Nous avons commencé cette initiative à notre niveau pour répondre à des questions précises que nous nous posons à Eclosia. Si notre démarche peut motiver d’autres entreprises de Maurice à avoir une approche similaire pour le bien de leurs employés, tant mieux.

Les jeunes générations attendent davantage de transparence, de flexibilité et de sens au travail. Ces attentes sont-elles facilement conciliables avec les contraintes opérationnelles et autres, auxquelles font face les entreprises aujourd’hui ?
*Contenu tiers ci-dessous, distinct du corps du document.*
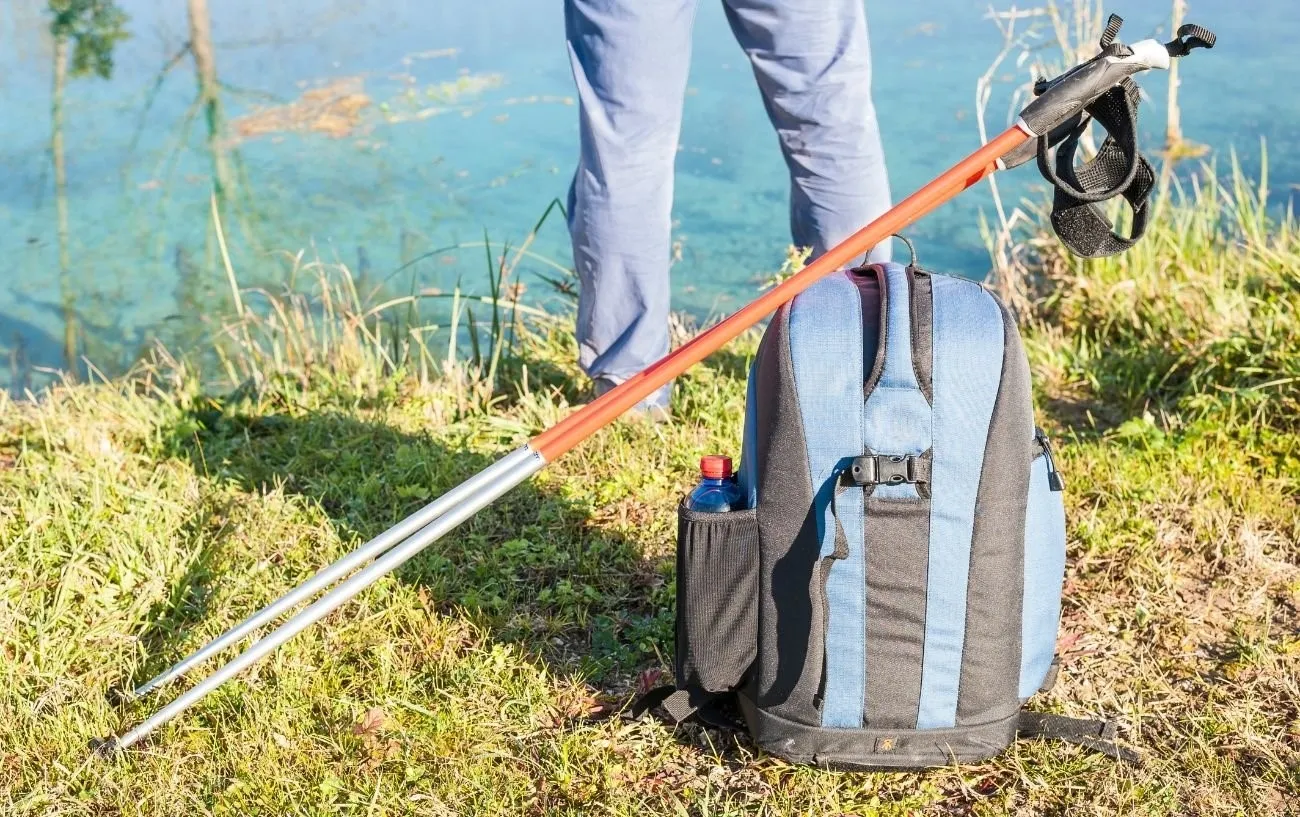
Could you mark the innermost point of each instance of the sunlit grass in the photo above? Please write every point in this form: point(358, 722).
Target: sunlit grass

Ces composantes sont essentielles dans le mode même de fonctionnement de l’entreprise. Ce n’est pas nouveau et ce n’est pas non plus réservé aux jeunes générations même si elles sont plus exigeantes. Les valeurs et les principes ne sont pas des effets de mode, ils sont là pour guider notre façon de manager. Chez Eclosia, nous avons lancé plusieurs initiatives pour répondre à ces enjeux, avant même la création du Youth Management Lab. Sur la transparence, je rappelle que depuis 2018, nous avons mis en place notre système de management, le « Eclosia Way ». En plus d’être un cadre de travail, nous publions, depuis 2023, un rapport annuel où chaque entreprise rend compte de ses accomplissements sur nos quatre piliers : People, Planet, Process et Profit.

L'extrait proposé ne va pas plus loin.